While the video has never been made public, it has been shown to thousands of Communist Party members across the island, an object lesson to those who might repeat the mistake.

This kind of cautionary tale has played out again and again since the 1959 revolution.

Mr. Perez Roquez’s young predecessor as foreign minister, Roberto Robaina, was fired in 2002, apparently for disloyalty after he implied he might be in line for the presidency in a post-Castro Cuba, as well as for accepting favors from foreign leaders and businessmen. He now paints pictures of rural landscapes in his Havana home.

Another young and once-trusted aide, Carlos Valenciaga, a member of Cuba’s Council of State and Fidel Castro’s personal secretary, was removed for unknown reasons in 2008.

Cuba’s political paralysis has been in stark contrast to the bold free-market economic changes Raul Castro has enacted since taking over, including making it easier for Cubans to work for themselves, hire employees and rent out rooms and cars.

At the Communist Party Congress, delegates approved more than 300 other changes, including a proposal to legalize the sale of private property.

While the cynical might feel the revolutionary leaders lack the credibility to champion those changes, Mr. Bueno said that Raul Castro saw it as his final duty to prepare the country for the day that he and his brother are gone.

“They see themselves as the leaders of this big change,” Mr. Bueno said. “It’s all about correcting errors [of the past], but within the framework of socialism.”

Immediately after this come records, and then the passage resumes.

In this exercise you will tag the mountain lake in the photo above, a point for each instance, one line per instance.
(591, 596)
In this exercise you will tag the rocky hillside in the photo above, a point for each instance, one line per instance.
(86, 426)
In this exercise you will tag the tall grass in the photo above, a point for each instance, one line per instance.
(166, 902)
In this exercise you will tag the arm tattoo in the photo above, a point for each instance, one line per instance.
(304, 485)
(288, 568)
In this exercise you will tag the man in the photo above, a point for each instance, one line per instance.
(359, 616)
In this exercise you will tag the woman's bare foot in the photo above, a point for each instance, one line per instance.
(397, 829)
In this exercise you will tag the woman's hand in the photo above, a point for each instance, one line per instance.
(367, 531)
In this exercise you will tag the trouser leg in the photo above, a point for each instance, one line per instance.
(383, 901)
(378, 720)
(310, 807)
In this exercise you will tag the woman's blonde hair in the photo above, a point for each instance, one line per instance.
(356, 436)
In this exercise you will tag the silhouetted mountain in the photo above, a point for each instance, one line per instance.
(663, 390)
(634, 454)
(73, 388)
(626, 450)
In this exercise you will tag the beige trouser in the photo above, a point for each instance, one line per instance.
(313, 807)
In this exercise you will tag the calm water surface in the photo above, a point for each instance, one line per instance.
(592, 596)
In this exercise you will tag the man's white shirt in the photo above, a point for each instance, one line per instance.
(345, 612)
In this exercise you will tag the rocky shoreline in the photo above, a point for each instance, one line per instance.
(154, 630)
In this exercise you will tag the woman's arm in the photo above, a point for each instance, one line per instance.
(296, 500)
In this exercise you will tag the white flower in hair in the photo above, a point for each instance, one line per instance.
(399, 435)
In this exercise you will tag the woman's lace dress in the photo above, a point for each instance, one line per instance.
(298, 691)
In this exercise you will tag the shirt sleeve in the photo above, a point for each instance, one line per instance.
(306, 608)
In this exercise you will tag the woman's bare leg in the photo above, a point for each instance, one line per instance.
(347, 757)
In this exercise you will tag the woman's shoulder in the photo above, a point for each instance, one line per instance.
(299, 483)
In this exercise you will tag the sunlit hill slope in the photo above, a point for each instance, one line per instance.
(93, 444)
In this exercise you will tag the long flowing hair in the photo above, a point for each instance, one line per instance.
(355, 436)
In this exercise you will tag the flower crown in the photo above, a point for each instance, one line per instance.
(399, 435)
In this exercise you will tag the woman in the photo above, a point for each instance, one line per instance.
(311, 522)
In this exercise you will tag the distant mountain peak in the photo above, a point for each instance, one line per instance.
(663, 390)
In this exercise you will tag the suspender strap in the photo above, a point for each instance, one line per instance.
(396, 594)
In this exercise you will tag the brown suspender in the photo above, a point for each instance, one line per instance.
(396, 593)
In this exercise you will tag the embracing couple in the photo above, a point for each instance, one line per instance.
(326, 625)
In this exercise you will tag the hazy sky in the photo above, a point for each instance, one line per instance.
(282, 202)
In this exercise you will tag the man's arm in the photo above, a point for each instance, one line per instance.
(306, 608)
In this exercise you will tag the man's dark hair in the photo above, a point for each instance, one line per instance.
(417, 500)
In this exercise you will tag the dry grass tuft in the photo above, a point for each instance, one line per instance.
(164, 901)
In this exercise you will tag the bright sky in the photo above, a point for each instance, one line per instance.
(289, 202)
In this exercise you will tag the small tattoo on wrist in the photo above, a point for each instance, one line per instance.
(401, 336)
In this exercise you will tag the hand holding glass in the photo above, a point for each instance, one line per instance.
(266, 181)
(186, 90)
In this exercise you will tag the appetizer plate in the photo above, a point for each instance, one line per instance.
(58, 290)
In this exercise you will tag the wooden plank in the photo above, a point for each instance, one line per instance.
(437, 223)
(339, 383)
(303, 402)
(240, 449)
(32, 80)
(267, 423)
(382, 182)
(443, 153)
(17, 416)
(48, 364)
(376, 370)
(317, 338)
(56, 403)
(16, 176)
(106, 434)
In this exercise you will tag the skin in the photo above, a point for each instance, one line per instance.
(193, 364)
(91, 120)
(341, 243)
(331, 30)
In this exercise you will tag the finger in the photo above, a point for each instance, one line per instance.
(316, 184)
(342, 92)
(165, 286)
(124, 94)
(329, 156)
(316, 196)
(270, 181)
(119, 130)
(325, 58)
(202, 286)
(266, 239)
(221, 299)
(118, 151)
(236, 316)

The reluctance of Cuba’s leaders to put their faith in the younger generation is striking, given that they were once symbols of youth themselves.

Fidel was just 32 when he came to power in 1959, and Raul 27. Their comrade in arms, Ernesto “Che” Guevara, was 31 and had no financial experience whatsoever when he was named head of Cuba’s Central Bank.

Before he was killed in Bolivia in 1967, the Argentine rebel often retold the apparently apocryphal story that when Fidel was looking for a new bank chief, he asked at a meeting of victorious insurgents if any of them were good “economists.”

Mishearing and believing the comandante wanted to know who among them was a “communist,” Che raised his hand — and got the job.

Uva de Aragon, a Cuba expert at Florida International University, said that a half-century later the contradictions Cuba is living are clear, and can be seen in the gap between Raul’s stated intention to promote the young, and his continued reliance on an inner circle of rebel comrades whose trust was earned in blood.

“On the one hand, a generation is in power which is trapped by its age — with all the physical and mental limitations that implies — and by its history, ideology and desire to stay in power,” she said. “On the other hand, the country is broken and they know they need to make urgent reforms.”